Experts say that the hormones released during an orgasm are responsible for not only a greater inclination to fall asleep, but for a deeper sleep throughout the night. “Feel good” hormones like oxytocin, serotonin, and vasopressin promote relaxation and reduced stress, and are linked to the production of melatonin, which we need to regulate our sleep cycles.

It’s also thought that masturbation can help you to wake up more quickly in the morning, because orgasms release a chemical called norepinephrine, which is involved in the ascending arousal system.

The Sleepline Survey Results

Sleepline’s February 2020 survey polled 1103 Americans of all ages, genders and races. The survey found that 25.76% of gen Z and 25% of millennials reported masturbation dependency to fall asleep, while 6.57% of generation X (those aged 40-54 years old) reported to be dependant.

The sleep study also looked into the time of the day study participants were more likely to masturbate – before falling asleep at night, or in the morning, after waking up. Results showed that millennial respondents masturbated 66.15% before sleep, 13.93% after waking up, while the generation Z-ers masturbated 72.73% before sleep, 8.33% after waking up, while the. The gen X respondents showed slightly different results, with 58.9% reporting to masturbate before sleep, and 17.68% after waking up.

Finally, the study looked asked respondents whether they watched porn before they went to bed.

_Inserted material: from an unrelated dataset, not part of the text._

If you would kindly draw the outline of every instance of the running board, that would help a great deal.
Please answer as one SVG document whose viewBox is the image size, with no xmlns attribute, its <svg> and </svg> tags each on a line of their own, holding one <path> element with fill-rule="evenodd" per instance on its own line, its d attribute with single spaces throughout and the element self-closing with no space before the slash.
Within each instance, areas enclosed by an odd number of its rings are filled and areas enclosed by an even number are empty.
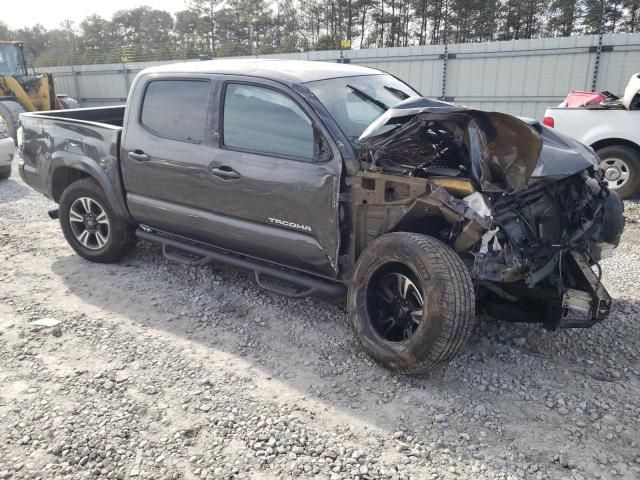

Results showed that 86.36% of gen Z respondents did, compared to 71.35% of millennials and 50.51% gen x-ers. The study concluded that there was an overall porn-watching percentage of 69.36%, which highlighted that both gen z and millennial respondents watched porn at an above-average level before sleep, while gen x-ers watched a below-average level.

The survey provides a new interesting insight into the masturbation habits of all ages and genders in the US. Of the survey respondents, 63.83% were male, while females made up the remaining 36.17%.